This documentation is for an unreleased version of Apache Paimon. We recommend you use the latest stable version.

Global Index #

Overview #

Global Index is a powerful indexing mechanism for Data Evolution (append) tables. It enables efficient row-level lookups and filtering without full-table scans. Paimon supports multiple global index types:

BTree Index: A B-tree based index for scalar column lookups. Supports equality, IN, range predicates, and can be combined across multiple columns with AND/OR logic.
Vector Index: An approximate nearest neighbor (ANN) index powered by DiskANN for vector similarity search.
Full-Text Index: A full-text search index powered by Tantivy for text retrieval. Supports term matching and relevance scoring.

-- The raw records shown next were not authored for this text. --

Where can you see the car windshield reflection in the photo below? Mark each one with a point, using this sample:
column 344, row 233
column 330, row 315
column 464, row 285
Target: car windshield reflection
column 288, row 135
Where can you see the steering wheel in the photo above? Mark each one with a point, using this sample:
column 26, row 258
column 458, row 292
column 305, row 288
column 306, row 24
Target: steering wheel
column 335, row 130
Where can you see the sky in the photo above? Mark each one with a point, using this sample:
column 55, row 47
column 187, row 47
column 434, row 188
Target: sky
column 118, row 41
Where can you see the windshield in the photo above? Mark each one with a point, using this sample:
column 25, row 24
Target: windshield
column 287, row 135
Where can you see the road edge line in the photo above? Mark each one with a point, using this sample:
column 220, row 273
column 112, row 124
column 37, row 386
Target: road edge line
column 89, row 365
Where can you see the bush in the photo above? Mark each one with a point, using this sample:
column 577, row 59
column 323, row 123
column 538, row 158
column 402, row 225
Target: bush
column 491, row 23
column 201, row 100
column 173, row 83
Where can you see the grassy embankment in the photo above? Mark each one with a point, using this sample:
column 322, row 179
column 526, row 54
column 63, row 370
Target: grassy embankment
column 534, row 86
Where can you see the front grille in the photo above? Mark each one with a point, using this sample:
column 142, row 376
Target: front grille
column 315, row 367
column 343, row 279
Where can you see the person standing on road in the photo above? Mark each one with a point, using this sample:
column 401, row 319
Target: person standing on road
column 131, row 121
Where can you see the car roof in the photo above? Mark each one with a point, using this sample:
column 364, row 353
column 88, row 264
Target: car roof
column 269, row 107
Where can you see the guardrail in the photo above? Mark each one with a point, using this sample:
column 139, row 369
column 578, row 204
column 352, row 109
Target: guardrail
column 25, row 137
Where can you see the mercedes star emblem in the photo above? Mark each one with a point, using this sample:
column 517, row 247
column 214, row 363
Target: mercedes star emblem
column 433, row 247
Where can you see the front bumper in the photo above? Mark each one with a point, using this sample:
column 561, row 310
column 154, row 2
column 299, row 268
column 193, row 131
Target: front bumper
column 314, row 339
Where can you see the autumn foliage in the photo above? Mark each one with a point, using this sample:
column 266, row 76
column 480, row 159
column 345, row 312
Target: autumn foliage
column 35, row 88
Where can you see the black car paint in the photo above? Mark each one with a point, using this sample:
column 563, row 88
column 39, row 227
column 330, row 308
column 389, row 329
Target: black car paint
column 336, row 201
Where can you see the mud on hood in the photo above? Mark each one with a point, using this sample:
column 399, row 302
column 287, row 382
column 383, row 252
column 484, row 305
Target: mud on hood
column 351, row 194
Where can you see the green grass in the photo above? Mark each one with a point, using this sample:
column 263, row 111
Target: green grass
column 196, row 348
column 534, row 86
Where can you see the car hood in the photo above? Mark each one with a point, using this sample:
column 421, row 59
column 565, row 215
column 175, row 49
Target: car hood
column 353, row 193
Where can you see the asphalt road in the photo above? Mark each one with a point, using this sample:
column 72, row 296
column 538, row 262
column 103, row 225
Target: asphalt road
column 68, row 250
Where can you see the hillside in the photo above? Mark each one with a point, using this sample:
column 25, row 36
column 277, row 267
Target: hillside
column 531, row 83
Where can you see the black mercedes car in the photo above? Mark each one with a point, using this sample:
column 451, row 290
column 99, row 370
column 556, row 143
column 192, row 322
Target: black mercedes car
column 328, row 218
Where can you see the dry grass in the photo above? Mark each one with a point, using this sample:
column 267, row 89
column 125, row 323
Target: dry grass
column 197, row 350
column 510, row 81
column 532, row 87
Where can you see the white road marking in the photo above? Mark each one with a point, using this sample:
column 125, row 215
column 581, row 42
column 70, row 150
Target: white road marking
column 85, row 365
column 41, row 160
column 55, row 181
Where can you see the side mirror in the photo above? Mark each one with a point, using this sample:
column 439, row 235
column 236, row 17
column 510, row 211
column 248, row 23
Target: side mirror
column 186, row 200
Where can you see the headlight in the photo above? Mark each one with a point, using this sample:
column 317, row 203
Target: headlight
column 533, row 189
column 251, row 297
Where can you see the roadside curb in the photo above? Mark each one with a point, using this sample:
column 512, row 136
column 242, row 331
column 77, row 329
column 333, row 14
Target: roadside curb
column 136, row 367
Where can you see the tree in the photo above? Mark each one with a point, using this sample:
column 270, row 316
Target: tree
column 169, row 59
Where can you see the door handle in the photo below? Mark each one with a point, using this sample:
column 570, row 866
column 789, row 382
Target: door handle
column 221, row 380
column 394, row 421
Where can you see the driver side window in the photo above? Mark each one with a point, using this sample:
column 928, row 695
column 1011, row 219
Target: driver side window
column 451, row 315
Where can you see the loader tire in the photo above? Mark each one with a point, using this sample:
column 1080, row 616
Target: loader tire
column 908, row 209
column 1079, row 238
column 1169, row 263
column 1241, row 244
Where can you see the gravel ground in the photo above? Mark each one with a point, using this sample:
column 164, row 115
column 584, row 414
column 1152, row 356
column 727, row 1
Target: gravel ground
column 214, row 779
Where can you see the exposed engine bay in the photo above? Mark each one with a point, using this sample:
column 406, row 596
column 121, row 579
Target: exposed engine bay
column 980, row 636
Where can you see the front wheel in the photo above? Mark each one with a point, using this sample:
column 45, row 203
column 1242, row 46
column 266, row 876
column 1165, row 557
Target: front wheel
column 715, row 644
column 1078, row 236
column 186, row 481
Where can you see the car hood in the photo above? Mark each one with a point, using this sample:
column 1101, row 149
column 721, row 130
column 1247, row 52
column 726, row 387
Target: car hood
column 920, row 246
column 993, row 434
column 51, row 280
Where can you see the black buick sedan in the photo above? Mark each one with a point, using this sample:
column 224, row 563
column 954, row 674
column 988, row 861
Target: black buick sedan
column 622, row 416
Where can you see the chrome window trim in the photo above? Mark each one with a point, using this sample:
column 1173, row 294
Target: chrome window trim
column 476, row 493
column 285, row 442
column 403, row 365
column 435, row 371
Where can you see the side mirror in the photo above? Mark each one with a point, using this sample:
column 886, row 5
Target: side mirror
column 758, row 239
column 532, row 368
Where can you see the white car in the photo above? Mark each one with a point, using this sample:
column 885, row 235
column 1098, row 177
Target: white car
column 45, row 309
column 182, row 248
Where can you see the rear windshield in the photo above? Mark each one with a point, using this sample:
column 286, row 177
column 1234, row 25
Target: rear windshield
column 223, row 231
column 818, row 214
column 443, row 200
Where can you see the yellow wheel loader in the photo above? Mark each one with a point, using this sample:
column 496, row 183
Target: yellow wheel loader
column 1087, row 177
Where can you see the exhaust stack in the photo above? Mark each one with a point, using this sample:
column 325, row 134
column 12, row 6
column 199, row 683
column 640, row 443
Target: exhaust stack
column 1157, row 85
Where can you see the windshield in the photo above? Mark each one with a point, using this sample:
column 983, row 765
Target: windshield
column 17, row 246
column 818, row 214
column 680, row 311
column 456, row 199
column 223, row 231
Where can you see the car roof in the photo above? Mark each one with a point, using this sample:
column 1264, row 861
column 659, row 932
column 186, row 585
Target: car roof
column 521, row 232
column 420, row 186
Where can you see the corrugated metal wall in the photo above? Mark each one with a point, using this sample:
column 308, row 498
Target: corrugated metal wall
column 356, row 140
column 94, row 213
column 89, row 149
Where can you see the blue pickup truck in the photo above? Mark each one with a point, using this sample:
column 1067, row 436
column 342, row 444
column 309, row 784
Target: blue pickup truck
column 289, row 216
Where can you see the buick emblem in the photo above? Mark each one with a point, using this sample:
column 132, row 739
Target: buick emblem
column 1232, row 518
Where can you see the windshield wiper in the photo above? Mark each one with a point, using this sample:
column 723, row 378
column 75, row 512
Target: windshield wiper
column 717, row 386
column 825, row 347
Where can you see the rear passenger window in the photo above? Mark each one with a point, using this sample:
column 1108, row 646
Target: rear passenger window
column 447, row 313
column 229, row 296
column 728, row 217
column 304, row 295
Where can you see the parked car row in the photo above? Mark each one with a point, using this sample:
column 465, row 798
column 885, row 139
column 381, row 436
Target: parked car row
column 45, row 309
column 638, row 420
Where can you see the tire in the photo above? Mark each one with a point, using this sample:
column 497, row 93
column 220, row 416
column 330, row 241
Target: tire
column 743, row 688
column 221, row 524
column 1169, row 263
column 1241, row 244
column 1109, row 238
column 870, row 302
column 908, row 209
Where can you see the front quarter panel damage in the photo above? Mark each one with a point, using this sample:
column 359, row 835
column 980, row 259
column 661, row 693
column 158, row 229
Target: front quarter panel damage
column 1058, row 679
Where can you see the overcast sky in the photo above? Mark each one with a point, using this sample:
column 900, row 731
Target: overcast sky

Global indexes work on top of Data Evolution tables. To use global indexes, your table must have:

'bucket' = '-1' (unaware-bucket mode)
'row-tracking.enabled' = 'true'
'data-evolution.enabled' = 'true'

Global index queries may not be exact when the index only covers part of the table data. If a query predicate matches the index, Paimon returns only the results from the indexed portion. Matching records in data that has not been indexed yet will not be returned.

Prerequisites #

Create a table with the required properties:

CREATE TABLE my_table (
    id INT,
    name STRING,
    embedding ARRAY<FLOAT>,
    content STRING
) TBLPROPERTIES (
    'bucket' = '-1',
    'row-tracking.enabled' = 'true',
    'data-evolution.enabled' = 'true',
    'global-index.enabled' = 'true'
);

BTree Index #

BTree index builds a logical B-tree structure over SST files, enabling efficient point lookups and range queries on scalar columns.

Build BTree Index

-- Create BTree index on 'name' column
CALL sys.create_global_index(
    table => 'db.my_table',
    index_column => 'name',
    index_type => 'btree'
);

Query with BTree Index

Once a BTree index is built, it is automatically used during scan when a filter predicate matches the indexed column.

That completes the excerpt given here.